“You gonna hit me again today?” I asked him cautiously. “I just like to be prepared with my makeup kit if I’m going to be sporting a new black eye.”
Hawk sighed. “Listen, I’m sorry about that. I—”
I held up a hand to stop him. “Don’t. I get it. You’re protective. I don’t blame you. After everything Kara’s been through, I would be the same. No hard feelings.” I held a hand out to him.
He stared at it and then at me. “I punched you square in the face. And now you want to shake my hand?”
I shrugged. “Like I said. I understand, and I’m not a grudge holder. I’m a shrink. I’ve seen what that sort of behavior does to a person’s brain, and I’m not down for doing it to my own. Maybe buy me a beer sometime if you see me at a bar and we’ll call it even.”
Hawk took my hand and shook it. “You’re a bigger man than most.”
I chuckled. “If only I could find a woman to say the same.”
Kara groaned. “And here I was, thinking you were a respectable doctor.”
I screwed my face up at her. “Did the glove balloons not give me away earlier?”
She rolled her eyes, but even Hawk’s mouth had a slight upward tilt that made me happy. I didn’t want to be the regular sort of doctor, who people didn’t feel comfortable with. My whole job was getting people to feel as though I was their friend, so they would tell me everything that was bottled up in their heads.

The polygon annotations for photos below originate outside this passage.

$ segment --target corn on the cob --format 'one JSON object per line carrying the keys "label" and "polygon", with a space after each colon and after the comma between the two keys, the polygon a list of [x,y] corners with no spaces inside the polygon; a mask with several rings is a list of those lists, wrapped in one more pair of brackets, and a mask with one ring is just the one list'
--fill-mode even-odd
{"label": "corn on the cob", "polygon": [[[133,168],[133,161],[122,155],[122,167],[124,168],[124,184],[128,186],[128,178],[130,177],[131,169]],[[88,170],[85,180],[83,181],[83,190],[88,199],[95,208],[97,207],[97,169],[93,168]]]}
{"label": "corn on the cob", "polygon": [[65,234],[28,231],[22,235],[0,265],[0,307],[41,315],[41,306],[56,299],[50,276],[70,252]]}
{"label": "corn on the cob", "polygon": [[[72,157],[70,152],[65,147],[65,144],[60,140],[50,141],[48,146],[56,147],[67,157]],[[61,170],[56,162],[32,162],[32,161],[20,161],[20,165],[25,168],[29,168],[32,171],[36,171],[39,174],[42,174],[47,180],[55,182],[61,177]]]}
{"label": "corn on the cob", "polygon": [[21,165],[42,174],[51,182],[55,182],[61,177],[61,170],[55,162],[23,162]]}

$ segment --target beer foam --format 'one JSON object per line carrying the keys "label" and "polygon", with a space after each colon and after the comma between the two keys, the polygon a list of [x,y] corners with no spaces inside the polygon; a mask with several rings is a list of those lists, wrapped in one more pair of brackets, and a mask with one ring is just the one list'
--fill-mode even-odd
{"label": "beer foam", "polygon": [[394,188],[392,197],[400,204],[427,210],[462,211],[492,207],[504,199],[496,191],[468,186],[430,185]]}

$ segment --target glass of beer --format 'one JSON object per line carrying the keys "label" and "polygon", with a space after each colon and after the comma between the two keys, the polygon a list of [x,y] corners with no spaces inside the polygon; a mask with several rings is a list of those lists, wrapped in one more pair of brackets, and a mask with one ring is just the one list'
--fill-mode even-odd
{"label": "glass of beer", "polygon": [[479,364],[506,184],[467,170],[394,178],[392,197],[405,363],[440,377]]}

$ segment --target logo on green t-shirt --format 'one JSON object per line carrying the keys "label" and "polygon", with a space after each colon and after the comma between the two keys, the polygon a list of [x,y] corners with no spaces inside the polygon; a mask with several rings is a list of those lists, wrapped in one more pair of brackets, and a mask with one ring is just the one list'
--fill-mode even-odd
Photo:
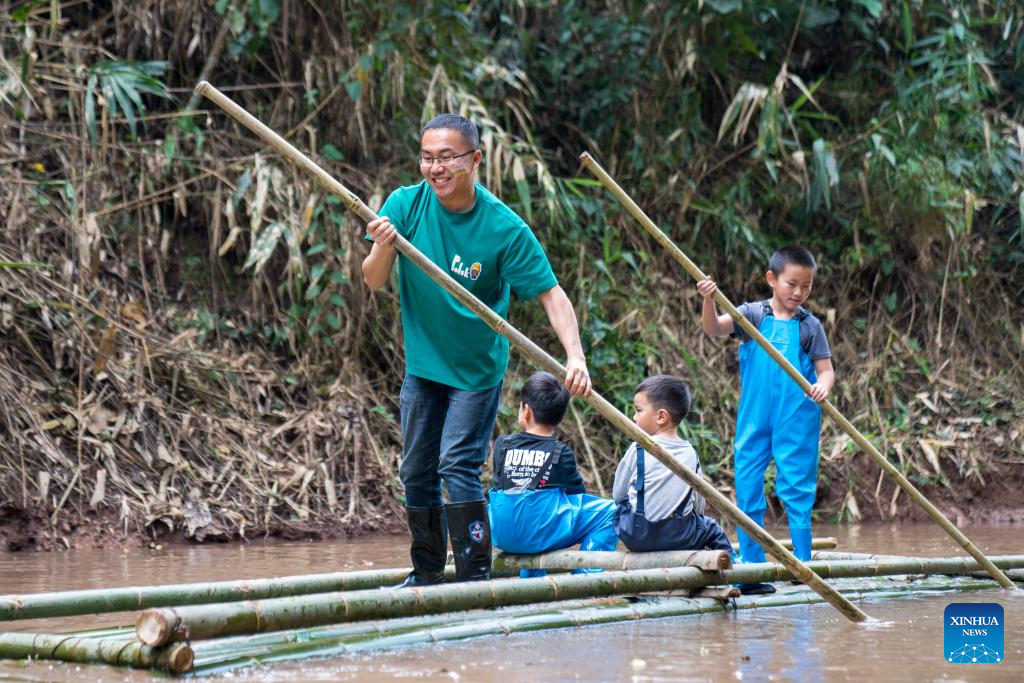
{"label": "logo on green t-shirt", "polygon": [[459,254],[455,255],[452,259],[452,272],[459,275],[460,278],[469,278],[470,280],[477,280],[480,276],[480,270],[483,266],[479,261],[474,261],[473,265],[467,267],[466,262],[462,260],[462,256]]}

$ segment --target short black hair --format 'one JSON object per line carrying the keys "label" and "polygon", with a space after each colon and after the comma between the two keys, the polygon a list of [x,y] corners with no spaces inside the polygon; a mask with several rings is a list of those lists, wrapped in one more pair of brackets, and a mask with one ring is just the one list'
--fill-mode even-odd
{"label": "short black hair", "polygon": [[425,132],[436,128],[454,130],[462,136],[462,139],[469,146],[473,147],[474,152],[480,148],[480,133],[476,130],[476,124],[464,116],[459,116],[458,114],[438,114],[420,129],[420,139],[423,139]]}
{"label": "short black hair", "polygon": [[811,270],[817,270],[818,264],[814,260],[814,255],[799,245],[788,245],[782,247],[771,255],[768,260],[768,269],[776,276],[782,274],[787,265],[803,265]]}
{"label": "short black hair", "polygon": [[565,417],[569,392],[551,373],[534,373],[522,385],[520,400],[534,411],[534,420],[546,427],[554,427]]}
{"label": "short black hair", "polygon": [[655,411],[665,409],[677,425],[690,412],[690,388],[682,380],[672,375],[654,375],[637,385],[634,393],[647,394],[647,400]]}

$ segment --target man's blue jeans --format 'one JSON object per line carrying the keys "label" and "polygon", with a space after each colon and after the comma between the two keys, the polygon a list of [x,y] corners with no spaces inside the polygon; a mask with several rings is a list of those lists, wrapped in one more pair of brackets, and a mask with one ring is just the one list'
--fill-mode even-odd
{"label": "man's blue jeans", "polygon": [[464,391],[406,375],[398,397],[399,475],[408,507],[443,505],[442,479],[450,503],[484,500],[480,467],[487,457],[501,395],[500,383],[483,391]]}

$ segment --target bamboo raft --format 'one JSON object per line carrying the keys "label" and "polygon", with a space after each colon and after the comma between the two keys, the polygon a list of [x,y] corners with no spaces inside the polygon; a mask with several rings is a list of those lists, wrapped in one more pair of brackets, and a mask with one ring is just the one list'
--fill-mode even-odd
{"label": "bamboo raft", "polygon": [[[998,586],[971,558],[848,553],[835,547],[834,539],[816,539],[808,566],[856,602]],[[1012,580],[1024,582],[1024,555],[990,559]],[[784,583],[792,574],[781,564],[732,566],[722,551],[502,553],[494,565],[499,578],[489,582],[400,591],[378,589],[404,577],[404,568],[0,596],[0,621],[138,612],[134,626],[0,633],[0,658],[203,676],[487,635],[824,601],[806,586]],[[565,573],[581,567],[605,571]],[[519,568],[553,574],[519,580],[512,575]],[[735,594],[732,584],[759,582],[783,583],[774,595],[725,599]]]}

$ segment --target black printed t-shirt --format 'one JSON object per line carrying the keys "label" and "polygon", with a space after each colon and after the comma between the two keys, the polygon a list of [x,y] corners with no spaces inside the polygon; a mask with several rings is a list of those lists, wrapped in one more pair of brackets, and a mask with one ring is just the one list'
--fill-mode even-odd
{"label": "black printed t-shirt", "polygon": [[564,488],[566,494],[586,494],[587,486],[577,469],[575,454],[554,436],[538,436],[519,432],[499,436],[495,441],[495,488],[532,488],[531,482],[550,472],[537,488]]}

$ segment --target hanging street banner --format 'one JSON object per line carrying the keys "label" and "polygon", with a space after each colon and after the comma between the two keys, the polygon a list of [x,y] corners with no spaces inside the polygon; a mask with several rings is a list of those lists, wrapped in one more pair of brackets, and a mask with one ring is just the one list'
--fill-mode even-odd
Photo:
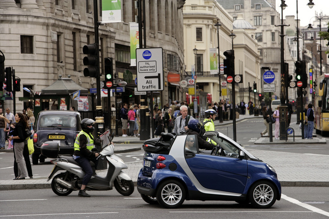
{"label": "hanging street banner", "polygon": [[138,23],[130,22],[130,66],[136,66],[136,49],[139,48]]}
{"label": "hanging street banner", "polygon": [[210,48],[210,74],[218,73],[218,56],[217,55],[217,48]]}
{"label": "hanging street banner", "polygon": [[121,0],[102,0],[102,23],[123,22]]}
{"label": "hanging street banner", "polygon": [[137,91],[163,91],[164,67],[162,48],[136,49]]}

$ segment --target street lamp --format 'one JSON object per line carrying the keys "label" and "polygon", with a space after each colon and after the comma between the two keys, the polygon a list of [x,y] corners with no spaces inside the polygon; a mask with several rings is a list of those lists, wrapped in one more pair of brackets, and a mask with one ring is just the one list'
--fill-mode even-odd
{"label": "street lamp", "polygon": [[[215,24],[215,25],[217,27],[217,45],[218,47],[218,76],[219,77],[219,97],[221,97],[221,89],[220,88],[220,70],[219,69],[219,66],[220,65],[220,56],[219,55],[219,27],[221,24],[219,24],[219,20],[217,20],[217,23]],[[223,108],[221,105],[221,100],[219,101],[219,123],[223,122]]]}
{"label": "street lamp", "polygon": [[229,36],[232,38],[232,50],[233,50],[233,40],[237,36],[233,33],[233,30],[231,31],[231,34]]}
{"label": "street lamp", "polygon": [[[194,99],[193,100],[193,108],[194,112],[195,112],[195,118],[197,119],[196,114],[197,110],[197,99],[196,99],[196,54],[197,54],[197,49],[194,46],[194,48],[193,49],[193,52],[194,56]],[[193,74],[192,74],[193,76]],[[196,100],[196,101],[195,101]]]}
{"label": "street lamp", "polygon": [[314,6],[314,3],[313,3],[313,0],[309,0],[309,2],[307,3],[307,5],[310,8],[312,8]]}
{"label": "street lamp", "polygon": [[[310,0],[310,2],[312,1],[311,0]],[[313,3],[313,2],[312,2]],[[313,3],[314,5],[314,3]],[[321,31],[321,20],[322,20],[323,18],[329,18],[329,17],[328,16],[314,16],[312,18],[311,18],[311,19],[314,18],[316,18],[320,21],[320,31]],[[311,23],[311,20],[310,19],[310,23]],[[307,26],[307,28],[308,29],[312,29],[313,28],[313,26],[312,26],[312,24],[308,24],[308,26]],[[322,37],[321,37],[321,35],[320,35],[320,75],[322,75],[322,42],[321,42],[321,40]]]}

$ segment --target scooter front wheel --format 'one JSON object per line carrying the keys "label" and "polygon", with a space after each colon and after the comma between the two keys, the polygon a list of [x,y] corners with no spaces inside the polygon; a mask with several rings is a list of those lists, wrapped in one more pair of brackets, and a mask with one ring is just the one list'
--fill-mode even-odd
{"label": "scooter front wheel", "polygon": [[53,180],[52,181],[52,189],[53,192],[55,193],[55,194],[59,196],[65,196],[71,194],[73,191],[73,190],[68,189],[63,186],[59,185],[59,184],[56,182],[56,179],[59,178],[60,179],[62,179],[65,181],[72,181],[71,177],[70,175],[68,175],[67,177],[65,177],[66,174],[62,172],[57,174],[54,177]]}
{"label": "scooter front wheel", "polygon": [[114,180],[114,184],[116,191],[122,195],[130,195],[134,192],[135,187],[133,180],[121,179],[119,181],[117,178]]}

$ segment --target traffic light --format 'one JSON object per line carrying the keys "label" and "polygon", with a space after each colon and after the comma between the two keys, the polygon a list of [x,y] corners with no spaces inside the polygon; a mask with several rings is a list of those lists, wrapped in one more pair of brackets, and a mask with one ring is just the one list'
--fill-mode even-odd
{"label": "traffic light", "polygon": [[[0,55],[0,82],[4,82],[4,58]],[[2,89],[2,86],[1,89]]]}
{"label": "traffic light", "polygon": [[297,61],[295,63],[296,69],[296,81],[297,87],[305,88],[307,87],[307,74],[306,73],[306,64],[304,61]]}
{"label": "traffic light", "polygon": [[12,88],[12,72],[11,67],[6,68],[6,91],[8,92],[13,91]]}
{"label": "traffic light", "polygon": [[224,59],[224,74],[227,76],[234,77],[234,50],[231,49],[224,52],[224,55],[226,57]]}
{"label": "traffic light", "polygon": [[113,59],[105,58],[104,59],[104,73],[105,74],[105,88],[110,88],[113,86]]}
{"label": "traffic light", "polygon": [[21,91],[21,79],[16,78],[14,81],[13,85],[13,90],[14,91]]}
{"label": "traffic light", "polygon": [[98,59],[98,46],[94,43],[83,46],[82,51],[83,54],[88,55],[83,58],[83,65],[88,66],[83,70],[83,75],[85,77],[97,77],[98,68],[99,68]]}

All I’d ever wanted out of this job was to help people feel happy. Maybe the way I did that was classified as unprofessional by my colleagues. But I didn’t want to be a crusty old shrink, who was counting down the clock each session. I had my fair share of those patients who just wanted to rant at me, or in the case of some of my married couples, at each other. I had to pay the bills, like everyone else. But that wasn’t where my heart lay. I was a better doctor for removing the formality barrier and sharing my own stories with patients so they knew I could relate to their experiences. Even if my colleagues didn’t agree.
“What are you two doing here anyway?” I asked them. “I checked your chart before you were discharged and agreed you were all good to go. Did something happen?”
Kara unzipped her purse and pulled out a flyer we’d had posted on the clinic bulletin boards for months, if not years. It was our plea for volunteers, the one we never took down because nobody ever offered up their time and we were always short-staffed. “We’d like to volunteer.”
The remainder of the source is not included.